My assumption would be that the rate of non-game 3d programmers to game programmers would be at least 50-50. Game programmers might be on the cutting edge of consumer level graphics but the industries use graphics boards that make consumer level equipment look like toys (though they are more optimized on some features). Non-game uses of 3d include physics simulations, geophysical data visualization (oil and natural gas companies), and most advanced engineering of vehicles (aerospace, automobile, tractor :), engines in general). Last I checked there were many jobs on monster for OpenGL programmers, which I think you would consider the other side of 3d programming that's not games. In any case, there are opportunities out there, though sometimes firms will want a person with a Masters in the respective field (such as Aero E) as well as OpenGL experience. YMMV.

Tim
Wednesday, February 04, 2004

In addition to the industries Tim mentioned, there are also a lot of folks working on 3D graphics in the realm of cross-sectional imaging in medicine.  They tend to focus more on image processing issues like segmentation, registration, and tomographic reconstruction but the end results generally include some sort of graphical representation (maximum intensity projections, multi-planar reconstructions, endoluminal views, volume renderings, etc.)

Matt
Wednesday, February 04, 2004

What's a "3d Programmer"? What Tim's describing is simulation. Visualization is something different. And no, in that regard consumer level hardware is not "toys" but definitely cutting-edge.
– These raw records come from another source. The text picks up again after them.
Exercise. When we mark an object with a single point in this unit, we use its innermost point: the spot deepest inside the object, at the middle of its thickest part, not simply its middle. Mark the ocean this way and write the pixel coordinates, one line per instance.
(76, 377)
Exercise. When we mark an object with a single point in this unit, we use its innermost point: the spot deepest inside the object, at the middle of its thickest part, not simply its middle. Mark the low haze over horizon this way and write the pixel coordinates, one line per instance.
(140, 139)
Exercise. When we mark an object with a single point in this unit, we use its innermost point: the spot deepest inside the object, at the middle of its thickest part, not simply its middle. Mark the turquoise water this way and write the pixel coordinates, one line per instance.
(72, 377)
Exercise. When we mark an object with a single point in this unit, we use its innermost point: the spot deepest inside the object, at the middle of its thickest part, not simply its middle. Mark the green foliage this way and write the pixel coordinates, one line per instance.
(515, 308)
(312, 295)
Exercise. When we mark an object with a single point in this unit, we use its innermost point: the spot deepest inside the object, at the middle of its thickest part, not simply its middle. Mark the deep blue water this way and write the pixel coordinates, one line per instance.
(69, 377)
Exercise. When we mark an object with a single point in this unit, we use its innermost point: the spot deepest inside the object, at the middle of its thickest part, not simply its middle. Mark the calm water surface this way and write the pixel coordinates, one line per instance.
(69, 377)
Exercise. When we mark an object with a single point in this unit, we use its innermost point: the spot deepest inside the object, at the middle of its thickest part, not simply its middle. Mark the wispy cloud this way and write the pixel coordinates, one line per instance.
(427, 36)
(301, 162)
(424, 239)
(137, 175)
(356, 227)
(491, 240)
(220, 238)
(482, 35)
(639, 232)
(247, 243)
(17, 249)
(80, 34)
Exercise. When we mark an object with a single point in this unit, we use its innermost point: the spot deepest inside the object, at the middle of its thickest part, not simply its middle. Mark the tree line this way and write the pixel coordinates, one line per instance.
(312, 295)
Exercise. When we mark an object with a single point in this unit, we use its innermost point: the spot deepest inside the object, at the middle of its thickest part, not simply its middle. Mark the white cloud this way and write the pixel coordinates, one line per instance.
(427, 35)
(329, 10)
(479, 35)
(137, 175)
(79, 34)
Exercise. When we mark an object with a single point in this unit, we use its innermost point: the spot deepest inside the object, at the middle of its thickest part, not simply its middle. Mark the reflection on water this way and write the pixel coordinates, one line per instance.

Also using OpenGL instead of DirectX in no way means it's more "serious" work.

_
Thursday, February 05, 2004

I work on 3D CAD, but I and nearly all of my colleagues have little to do with graphics cards. I and a few others work with 3d geometrical algorithms (at least sometimes) but only a small fraction of our code deals with the geometry but it is a vital foundation for the rest of the systems.

Tim Sharrock
Thursday, February 05, 2004

I simply meant that while GeForce and ATI cards are nice, you seldom find scientific/engineering that use anything but Wildcat, Quadro, or SGI/SUN's latest crop of video hardware. I didn't mention DX or intend to say that dx is less professional than OGL. I also forgot to mention medical imaging. Simulations and visualization both use hardware that is not exactly consumer level (by that I mean, you don't find dell pc (home)/laptop's with the hw used, generally speaking). At least, none of the clients my employer works with do. afaik. ymmv. is that enough acronyms? :) Have a good day.